According to the old woman “he had a soft, pleasant voice, and at night he was heard humming old Jewish melodies around the ranches in the area. The Creole girls who had learned the tune from Samuel remembered him, melancholically, singing on moonlit nights in the infinite pampas. They had made him a champion, who had a wife and the door of a ranch open in every town in the region. The police did not dare to pursue him, and his men respected him ”. “But they harbored in their hearts a savage hatred for him. They hated him because he was a Jew, and he knew that ”. Apparently he used to help newly arrived families who did not speak the language. “His Yiddish was refined and he denoted a careful education. On more than one occasion he had to be the tenth man for the minyan, and he showed that he knew how to pray and did it with a strange unction”. Crucial data, which emphasizes the rarity of the character to the extent that he speaks of a pious soul capable of being part of one of the sacred instances prescribed by the Torah, the prayer among ten pure men that divinity makes present.

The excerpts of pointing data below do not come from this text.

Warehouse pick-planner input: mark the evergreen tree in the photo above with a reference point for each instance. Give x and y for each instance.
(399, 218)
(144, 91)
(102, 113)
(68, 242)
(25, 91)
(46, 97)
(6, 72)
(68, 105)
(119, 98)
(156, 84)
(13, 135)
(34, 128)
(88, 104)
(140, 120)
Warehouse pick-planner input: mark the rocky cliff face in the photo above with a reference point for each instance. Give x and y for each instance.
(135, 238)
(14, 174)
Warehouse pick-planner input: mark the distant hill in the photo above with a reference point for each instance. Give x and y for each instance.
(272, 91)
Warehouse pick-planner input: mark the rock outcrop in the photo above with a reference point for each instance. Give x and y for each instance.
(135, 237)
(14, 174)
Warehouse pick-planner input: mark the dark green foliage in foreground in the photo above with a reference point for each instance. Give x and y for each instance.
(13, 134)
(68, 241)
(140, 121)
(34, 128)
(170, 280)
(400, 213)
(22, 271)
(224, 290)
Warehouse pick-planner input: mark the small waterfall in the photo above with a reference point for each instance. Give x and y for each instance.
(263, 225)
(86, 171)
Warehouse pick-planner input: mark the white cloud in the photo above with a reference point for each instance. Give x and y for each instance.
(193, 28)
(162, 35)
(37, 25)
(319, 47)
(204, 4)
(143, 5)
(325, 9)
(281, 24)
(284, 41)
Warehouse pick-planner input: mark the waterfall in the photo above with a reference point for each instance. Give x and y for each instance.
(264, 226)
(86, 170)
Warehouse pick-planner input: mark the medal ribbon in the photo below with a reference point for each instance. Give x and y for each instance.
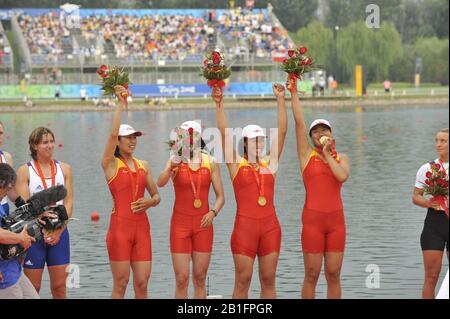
(41, 174)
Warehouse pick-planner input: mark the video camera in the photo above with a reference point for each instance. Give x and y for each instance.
(27, 213)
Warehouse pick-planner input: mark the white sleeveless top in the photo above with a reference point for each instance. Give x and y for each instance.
(3, 160)
(36, 186)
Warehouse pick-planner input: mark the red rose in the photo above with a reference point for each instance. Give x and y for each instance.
(216, 57)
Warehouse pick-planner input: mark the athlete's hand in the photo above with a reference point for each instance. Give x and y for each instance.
(435, 205)
(327, 147)
(279, 90)
(26, 240)
(207, 220)
(141, 205)
(175, 161)
(121, 93)
(52, 238)
(46, 214)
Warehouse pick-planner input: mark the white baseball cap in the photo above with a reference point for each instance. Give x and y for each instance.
(126, 130)
(252, 131)
(195, 125)
(319, 122)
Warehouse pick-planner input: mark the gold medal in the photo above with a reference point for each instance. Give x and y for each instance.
(262, 201)
(197, 203)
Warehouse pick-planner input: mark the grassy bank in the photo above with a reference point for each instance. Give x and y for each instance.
(349, 103)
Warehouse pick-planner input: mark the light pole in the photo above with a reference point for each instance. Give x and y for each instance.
(334, 68)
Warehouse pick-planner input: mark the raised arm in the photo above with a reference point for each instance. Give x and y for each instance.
(303, 147)
(109, 160)
(227, 140)
(282, 123)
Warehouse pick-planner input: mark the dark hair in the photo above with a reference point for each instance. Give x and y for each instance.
(7, 175)
(36, 137)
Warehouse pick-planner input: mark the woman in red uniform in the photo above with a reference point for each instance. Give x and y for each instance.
(257, 231)
(191, 230)
(324, 171)
(128, 239)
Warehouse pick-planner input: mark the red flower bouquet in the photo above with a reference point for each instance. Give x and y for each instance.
(181, 144)
(215, 71)
(436, 185)
(297, 64)
(112, 76)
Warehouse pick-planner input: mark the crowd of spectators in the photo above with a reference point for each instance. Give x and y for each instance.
(159, 37)
(252, 33)
(44, 34)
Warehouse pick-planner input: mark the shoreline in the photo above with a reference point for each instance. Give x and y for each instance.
(317, 103)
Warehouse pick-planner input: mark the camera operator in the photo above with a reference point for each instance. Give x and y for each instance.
(13, 283)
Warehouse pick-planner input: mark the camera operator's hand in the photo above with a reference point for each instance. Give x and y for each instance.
(141, 205)
(26, 240)
(52, 238)
(46, 214)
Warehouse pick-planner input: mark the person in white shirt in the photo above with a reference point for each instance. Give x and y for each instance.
(434, 237)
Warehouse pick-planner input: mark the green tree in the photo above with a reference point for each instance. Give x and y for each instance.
(434, 53)
(319, 41)
(436, 15)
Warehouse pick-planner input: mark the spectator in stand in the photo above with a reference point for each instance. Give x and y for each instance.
(387, 86)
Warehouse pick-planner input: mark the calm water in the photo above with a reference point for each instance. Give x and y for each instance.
(386, 148)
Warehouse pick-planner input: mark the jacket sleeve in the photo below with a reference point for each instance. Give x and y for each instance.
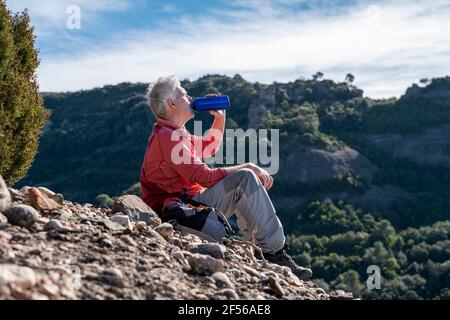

But, as is the fate of all rebel horsemen, as Hugo Chumbita calls them, Samuel Gaucho met a tragic end. “While preparing a coup one night over a campfire,” the testimony continues, “one of his men told that that same afternoon he had robbed a herd from a Jewish settler, who, instead of defending himself, cried asking him why did you rob me? Samuel ordered him to return what was stolen. The other refused. The blade of the facón shone in the night. And while the two men were locked in a duel, a lasso hissed in the darkness and Schml Gaucho fell to the ground entwined, curled up, continuing to defend himself against the entire gang that was throwing itself at him with drawn daggers. Before expiring, he managed to hear the word Jew among the insults. The mangled body was found in the middle of the field and buried by some peons. “During the moonlit nights, the Creole girls hummed melancholic Hebrew tunes, impatiently waiting for the blond Jewish rustler, the Robin Hood of the pampas,” the woman concluded with tears in her eyes.